The Tesla P4 and P40 are designed for inferencing, which uses trained deep neural networks to recognize speech, images or text in response to queries from users and devices.

The Tesla P4 fits in any server with its small form-factor and low-power design, which starts at 50 watts. A single server with a single Tesla P4 replaces 13 CPU-only servers for video inferencing workloads, delivering over 8x savings in total cost of ownership, including server and power costs.

The Tesla P40 delivers maximum throughput for deep learning workloads. With 47 tera-operations per second (TOPS) of inference performance with INT8 instructions, a server with eight Tesla P40 accelerators can replace the performance of more than 140 CPU servers, Nvidia claims. At approximately $5,000 per CPU server, this results in savings of more than $650,000 in server acquisition cost.

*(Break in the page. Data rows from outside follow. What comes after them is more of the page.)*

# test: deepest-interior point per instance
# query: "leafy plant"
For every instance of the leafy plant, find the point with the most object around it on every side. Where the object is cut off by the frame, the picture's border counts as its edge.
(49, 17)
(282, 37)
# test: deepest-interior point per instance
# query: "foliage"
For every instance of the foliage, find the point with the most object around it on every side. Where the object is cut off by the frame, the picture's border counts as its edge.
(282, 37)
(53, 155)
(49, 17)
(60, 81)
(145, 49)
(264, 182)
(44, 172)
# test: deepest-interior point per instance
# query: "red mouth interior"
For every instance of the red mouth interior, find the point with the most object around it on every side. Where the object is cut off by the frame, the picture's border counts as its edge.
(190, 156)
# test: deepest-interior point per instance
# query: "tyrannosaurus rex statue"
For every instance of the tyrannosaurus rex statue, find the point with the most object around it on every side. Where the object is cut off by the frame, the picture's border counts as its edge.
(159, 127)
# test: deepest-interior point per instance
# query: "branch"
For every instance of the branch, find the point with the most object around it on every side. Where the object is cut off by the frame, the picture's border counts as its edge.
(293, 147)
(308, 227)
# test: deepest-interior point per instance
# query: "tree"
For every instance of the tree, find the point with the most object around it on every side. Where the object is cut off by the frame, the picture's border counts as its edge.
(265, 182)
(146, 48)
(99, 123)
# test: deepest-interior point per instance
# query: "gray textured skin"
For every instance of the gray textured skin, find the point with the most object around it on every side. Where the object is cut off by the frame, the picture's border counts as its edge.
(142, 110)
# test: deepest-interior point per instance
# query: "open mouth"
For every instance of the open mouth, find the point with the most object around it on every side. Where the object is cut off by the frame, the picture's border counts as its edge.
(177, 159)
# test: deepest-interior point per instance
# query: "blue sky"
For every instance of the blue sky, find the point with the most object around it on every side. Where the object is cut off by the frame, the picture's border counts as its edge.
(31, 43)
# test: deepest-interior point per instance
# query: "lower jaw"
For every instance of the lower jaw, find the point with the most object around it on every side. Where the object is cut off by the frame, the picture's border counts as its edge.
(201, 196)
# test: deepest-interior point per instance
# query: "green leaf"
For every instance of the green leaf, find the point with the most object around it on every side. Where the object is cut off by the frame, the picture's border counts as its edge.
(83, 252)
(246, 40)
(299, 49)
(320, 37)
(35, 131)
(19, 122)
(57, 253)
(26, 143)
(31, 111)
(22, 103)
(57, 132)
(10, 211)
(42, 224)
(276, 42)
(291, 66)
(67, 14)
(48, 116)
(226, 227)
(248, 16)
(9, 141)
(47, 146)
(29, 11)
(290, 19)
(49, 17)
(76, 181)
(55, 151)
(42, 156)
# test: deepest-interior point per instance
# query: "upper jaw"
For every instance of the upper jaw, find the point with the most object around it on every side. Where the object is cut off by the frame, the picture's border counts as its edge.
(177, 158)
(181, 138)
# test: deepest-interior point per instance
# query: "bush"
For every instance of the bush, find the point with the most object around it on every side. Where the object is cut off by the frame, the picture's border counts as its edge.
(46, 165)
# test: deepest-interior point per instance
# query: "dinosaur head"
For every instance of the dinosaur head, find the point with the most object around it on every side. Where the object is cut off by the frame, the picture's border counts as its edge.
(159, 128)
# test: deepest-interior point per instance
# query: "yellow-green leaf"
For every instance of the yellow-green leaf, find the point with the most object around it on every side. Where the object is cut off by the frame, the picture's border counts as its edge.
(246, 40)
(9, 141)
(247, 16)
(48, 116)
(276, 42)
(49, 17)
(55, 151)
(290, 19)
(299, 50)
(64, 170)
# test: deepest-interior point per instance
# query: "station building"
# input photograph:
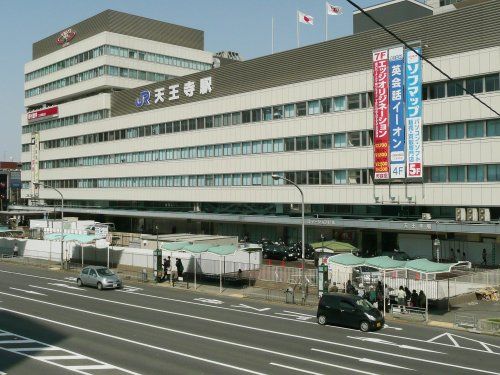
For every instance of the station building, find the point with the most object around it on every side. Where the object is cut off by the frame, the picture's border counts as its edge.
(135, 123)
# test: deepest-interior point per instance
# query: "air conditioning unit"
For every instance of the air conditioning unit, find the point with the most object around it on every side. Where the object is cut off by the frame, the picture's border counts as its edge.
(472, 214)
(460, 214)
(484, 214)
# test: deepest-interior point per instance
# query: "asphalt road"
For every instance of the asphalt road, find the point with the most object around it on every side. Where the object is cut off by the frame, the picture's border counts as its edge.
(50, 326)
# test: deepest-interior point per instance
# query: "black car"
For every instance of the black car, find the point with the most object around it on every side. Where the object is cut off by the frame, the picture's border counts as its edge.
(350, 311)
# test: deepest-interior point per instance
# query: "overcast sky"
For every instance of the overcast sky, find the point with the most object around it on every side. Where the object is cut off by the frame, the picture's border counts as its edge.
(236, 25)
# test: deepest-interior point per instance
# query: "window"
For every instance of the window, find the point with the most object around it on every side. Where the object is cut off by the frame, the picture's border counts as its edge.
(475, 173)
(301, 109)
(456, 173)
(438, 132)
(313, 107)
(493, 128)
(313, 177)
(474, 85)
(438, 174)
(492, 82)
(475, 129)
(456, 131)
(326, 105)
(313, 142)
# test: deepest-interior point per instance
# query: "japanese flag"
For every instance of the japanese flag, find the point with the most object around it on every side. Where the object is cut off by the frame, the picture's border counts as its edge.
(304, 18)
(333, 10)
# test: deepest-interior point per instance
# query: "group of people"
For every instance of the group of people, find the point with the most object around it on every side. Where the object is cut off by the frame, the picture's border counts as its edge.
(172, 272)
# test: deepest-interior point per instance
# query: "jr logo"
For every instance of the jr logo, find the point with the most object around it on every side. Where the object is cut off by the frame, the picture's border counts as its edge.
(143, 98)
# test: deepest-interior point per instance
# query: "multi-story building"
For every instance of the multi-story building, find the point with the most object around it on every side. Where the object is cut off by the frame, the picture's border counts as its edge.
(197, 152)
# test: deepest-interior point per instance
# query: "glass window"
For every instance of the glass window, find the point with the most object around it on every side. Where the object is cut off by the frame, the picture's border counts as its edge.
(437, 90)
(326, 177)
(474, 85)
(313, 178)
(438, 174)
(326, 105)
(456, 131)
(313, 107)
(353, 101)
(438, 132)
(289, 110)
(492, 82)
(301, 109)
(494, 172)
(456, 173)
(475, 129)
(301, 143)
(475, 173)
(313, 142)
(339, 103)
(493, 128)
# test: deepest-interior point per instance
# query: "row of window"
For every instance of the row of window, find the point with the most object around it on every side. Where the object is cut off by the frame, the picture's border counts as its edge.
(460, 130)
(66, 121)
(117, 51)
(448, 89)
(311, 142)
(97, 72)
(319, 177)
(463, 173)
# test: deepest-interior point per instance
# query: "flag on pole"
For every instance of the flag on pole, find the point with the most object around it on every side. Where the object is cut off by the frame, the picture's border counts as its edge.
(304, 18)
(333, 10)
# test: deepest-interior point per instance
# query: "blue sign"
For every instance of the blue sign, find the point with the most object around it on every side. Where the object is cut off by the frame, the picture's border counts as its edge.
(396, 113)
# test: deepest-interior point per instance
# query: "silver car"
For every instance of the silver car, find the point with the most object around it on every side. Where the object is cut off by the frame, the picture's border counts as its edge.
(99, 277)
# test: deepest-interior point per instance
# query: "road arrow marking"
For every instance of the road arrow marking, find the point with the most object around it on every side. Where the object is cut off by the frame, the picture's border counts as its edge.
(28, 291)
(242, 306)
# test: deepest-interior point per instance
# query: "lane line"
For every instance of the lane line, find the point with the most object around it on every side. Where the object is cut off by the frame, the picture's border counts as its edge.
(244, 327)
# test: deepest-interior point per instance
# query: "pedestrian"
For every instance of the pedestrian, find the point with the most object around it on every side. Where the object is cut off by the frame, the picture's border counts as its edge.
(180, 268)
(421, 299)
(401, 296)
(414, 298)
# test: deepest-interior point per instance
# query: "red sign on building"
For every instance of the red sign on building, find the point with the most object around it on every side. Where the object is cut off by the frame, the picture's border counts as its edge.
(381, 114)
(43, 114)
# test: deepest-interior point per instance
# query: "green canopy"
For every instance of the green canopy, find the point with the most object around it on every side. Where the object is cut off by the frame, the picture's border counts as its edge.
(174, 246)
(334, 245)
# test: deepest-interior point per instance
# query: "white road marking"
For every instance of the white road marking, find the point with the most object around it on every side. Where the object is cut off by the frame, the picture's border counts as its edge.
(133, 342)
(242, 306)
(385, 342)
(364, 349)
(28, 291)
(296, 369)
(365, 360)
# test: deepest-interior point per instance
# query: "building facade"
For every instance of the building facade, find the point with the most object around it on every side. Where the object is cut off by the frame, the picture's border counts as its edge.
(191, 148)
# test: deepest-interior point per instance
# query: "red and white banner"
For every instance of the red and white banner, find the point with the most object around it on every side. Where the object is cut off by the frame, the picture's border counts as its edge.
(333, 10)
(381, 114)
(43, 114)
(304, 18)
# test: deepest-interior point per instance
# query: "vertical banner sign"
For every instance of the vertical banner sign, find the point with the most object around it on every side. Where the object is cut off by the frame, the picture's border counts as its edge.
(396, 113)
(381, 114)
(413, 93)
(35, 163)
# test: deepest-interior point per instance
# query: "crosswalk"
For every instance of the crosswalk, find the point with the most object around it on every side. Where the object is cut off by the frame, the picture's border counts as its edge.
(56, 356)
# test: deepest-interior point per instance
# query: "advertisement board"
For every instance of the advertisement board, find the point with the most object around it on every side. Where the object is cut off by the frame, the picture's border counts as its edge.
(381, 114)
(413, 97)
(396, 113)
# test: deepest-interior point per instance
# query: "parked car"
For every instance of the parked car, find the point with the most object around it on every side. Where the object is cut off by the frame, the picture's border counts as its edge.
(99, 277)
(350, 311)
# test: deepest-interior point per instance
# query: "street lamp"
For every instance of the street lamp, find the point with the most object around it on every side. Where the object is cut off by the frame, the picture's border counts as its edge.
(278, 177)
(62, 217)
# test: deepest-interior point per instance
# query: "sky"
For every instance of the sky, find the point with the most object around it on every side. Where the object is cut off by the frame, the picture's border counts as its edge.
(243, 26)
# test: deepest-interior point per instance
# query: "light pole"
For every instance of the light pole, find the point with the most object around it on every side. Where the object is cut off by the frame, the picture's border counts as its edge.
(62, 218)
(278, 177)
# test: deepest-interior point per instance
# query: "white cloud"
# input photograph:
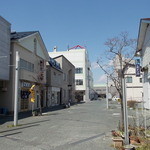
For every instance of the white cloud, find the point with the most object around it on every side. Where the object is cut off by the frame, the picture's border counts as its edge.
(94, 65)
(102, 78)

Specification	Tesla P4	Tesla P40
Single Precision FLOPS	5.5	12
INT8 TOPS* (Tera-Operations Per Second)	22	47
CUDA Cores	2,560	3,840
GPU GDDR5 Memory	8GB	24GB
Memory Bandwidth	192GB/s	346GB/s
Power	50 Watt (or higher)	250 Watt

Complementing the Tesla P4 and P40 are two software tools to accelerate AI inferencing: NVIDIA TensorRT and the NVIDIA DeepStream SDK.

TensorRT is a library created for optimizing deep learning models for production deployment that delivers instant responsiveness for the most complex networks. It maximizes throughput and efficiency of deep learning applications by taking trained neural nets -- defined with 32-bit or 16-bit operations -- and optimizing them for reduced precision INT8 operations.

NVIDIA DeepStream SDK taps into the power of a Pascal server to simultaneously decode and analyze up to 93 HD video streams in real time compared with seven streams with dual CPUs. This addresses one of the grand challenges of AI: understanding video content at-scale for applications such as self-driving cars, interactive robots, filtering and ad placement.

The NVIDIA Tesla P4 and P40 are planned to be available in November and October, respectively, in servers offered by ODM, OEM and channel partners.